Offering additional support to this notion is the finding that patients with CBD were significantly better with these quantifiers relative to numerical quantifiers, consistent with the absence of extensive cortical atrophy in rmPFC. While CBD patients were impaired with both numerical and logical quantifiers compared to PD patients, their performance with logical quantifiers was significantly better than their own performance with numerical quantifiers. We interpret this relative preservation as a difference between this patient population’s extensive parietal atrophy in contrast to their modest posterior cingulate atrophy.

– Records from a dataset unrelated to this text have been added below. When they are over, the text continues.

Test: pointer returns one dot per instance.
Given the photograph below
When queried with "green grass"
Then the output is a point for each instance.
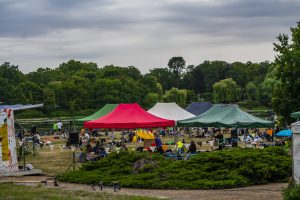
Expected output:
(17, 192)
(292, 193)
(209, 170)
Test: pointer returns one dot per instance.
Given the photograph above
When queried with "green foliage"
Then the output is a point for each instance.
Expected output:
(151, 99)
(266, 90)
(286, 98)
(291, 193)
(220, 169)
(175, 95)
(226, 91)
(251, 91)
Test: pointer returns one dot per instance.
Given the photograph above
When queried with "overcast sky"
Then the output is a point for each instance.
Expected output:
(141, 33)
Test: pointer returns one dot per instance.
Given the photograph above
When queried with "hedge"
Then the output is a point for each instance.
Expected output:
(209, 170)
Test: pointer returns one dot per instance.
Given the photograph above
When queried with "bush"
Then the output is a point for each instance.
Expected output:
(291, 193)
(209, 170)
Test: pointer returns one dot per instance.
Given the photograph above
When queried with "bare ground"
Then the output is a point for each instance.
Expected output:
(262, 192)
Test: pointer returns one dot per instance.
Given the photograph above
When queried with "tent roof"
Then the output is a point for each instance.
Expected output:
(197, 108)
(284, 133)
(20, 106)
(170, 111)
(100, 113)
(296, 114)
(221, 115)
(129, 116)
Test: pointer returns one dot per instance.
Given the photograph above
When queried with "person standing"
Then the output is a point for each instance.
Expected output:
(59, 126)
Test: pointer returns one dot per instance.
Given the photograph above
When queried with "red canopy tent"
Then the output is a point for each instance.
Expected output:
(129, 116)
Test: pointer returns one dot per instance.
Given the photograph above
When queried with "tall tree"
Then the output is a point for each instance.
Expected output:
(251, 91)
(175, 95)
(286, 98)
(176, 65)
(226, 91)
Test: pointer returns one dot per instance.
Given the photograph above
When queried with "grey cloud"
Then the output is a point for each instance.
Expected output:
(39, 17)
(251, 19)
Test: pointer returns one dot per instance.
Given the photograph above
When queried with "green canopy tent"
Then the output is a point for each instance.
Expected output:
(296, 114)
(228, 116)
(100, 113)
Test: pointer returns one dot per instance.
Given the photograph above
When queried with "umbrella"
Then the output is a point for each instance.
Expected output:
(284, 133)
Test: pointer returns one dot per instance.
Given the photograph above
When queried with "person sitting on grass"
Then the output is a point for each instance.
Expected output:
(102, 152)
(192, 148)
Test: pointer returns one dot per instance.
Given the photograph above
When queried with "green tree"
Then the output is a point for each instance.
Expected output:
(226, 91)
(151, 99)
(175, 95)
(286, 98)
(49, 100)
(251, 91)
(164, 76)
(266, 90)
(176, 65)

We note that several previous studies have defined a role for angular gyrus in tasks requiring precise numerical comprehension, possibly related to the verbal mediation needed for precise number knowledge. From this perspective, since all quantifiers require language processing, it is difficult to assess the role of the angular gyrus in a specific class of quantifiers.

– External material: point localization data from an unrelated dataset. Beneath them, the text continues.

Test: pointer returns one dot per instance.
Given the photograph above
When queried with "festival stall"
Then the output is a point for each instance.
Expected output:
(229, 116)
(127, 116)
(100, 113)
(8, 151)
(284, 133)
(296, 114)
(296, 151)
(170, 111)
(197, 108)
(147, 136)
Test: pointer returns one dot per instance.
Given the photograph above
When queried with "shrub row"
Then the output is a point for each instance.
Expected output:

The Representation of Quantifier Meaning in Semantic Memory

Our observations are consistent with an abstract coding of number knowledge in the intraparietal sulcus portion of IPC that contributes to numerical quantifier meaning, regardless of the form of input (Piazza et al., 2007). We suggest that this abstract sense of numerosity plays a fundamental role in the comprehension of numerical quantifiers such as “at least three” (Clark & Grossman, 2007). This parallels the way in which perceptual feature representations contribute to object knowledge and the meaning of words like “cup” in sensory-motor theories of semantic memory (Martin, 2007). From this perspective, the meaning of a word that depends in part on a numerical property appears to depend in part on brain regions near where abstract number knowledge is processed. The distinct nature of this quantity-based set of quantifiers is emphasized by its difference from the class of logical quantifiers that depend in part on an attention-mediated feature processing mechanism supported by regions important for simple logical computations.

This may also clarify the basis for the successful use of a subset of quantifier concepts in children and subhuman primates. It has been observed that the child’s acquisition of precise number words is neither necessary nor sufficient to support the comprehension of logical quantifiers like “some” that do not depend on number concepts (Halberda, Taing, & Lidz, 2008). The acquisition of logical quantifiers in children and correct judgments of logical quantifiers in animals thus may be independent of number knowledge and counting ability since logical quantifiers like “some” do not appear to require number knowledge. This is consistent with several developmental studies indicating a grasp of certain quantifier words without full counting ability (Hurewitz, Papafragou, Gleitman, & Gelman, 2006; Papafragou & Schwarz, 2005).

Conclusions

We propose a model of quantifier comprehension that involves two dissociable neural networks. One network involves brain regions important in the representation of abstract number knowledge in the intraparietal sulcus portion of IPC. Together with dlPFC, this network appears to be capable of supporting the comprehension of numerical quantifiers. This is distinct from a second, fundamentally distinct network that involves a form of simple, attention-mediated, perceptual logic that can detect and interpret the occurrence or absence of single properties of sets. This network is capable of verifying logical quantifiers and is supported in part by rmPFC, with input from PCC.

Acknowledgments

This work was supported in part by grants from NIH (NS44266, NS53488, AG15116, AG17586, and NS54575).

Footnotes

Portions of this work were presented at the Academy of Aphasia Annual Meeting, Washington, D.C., 2007 and the Society for Neuroscience Annual Meeting, San Diego, 2007.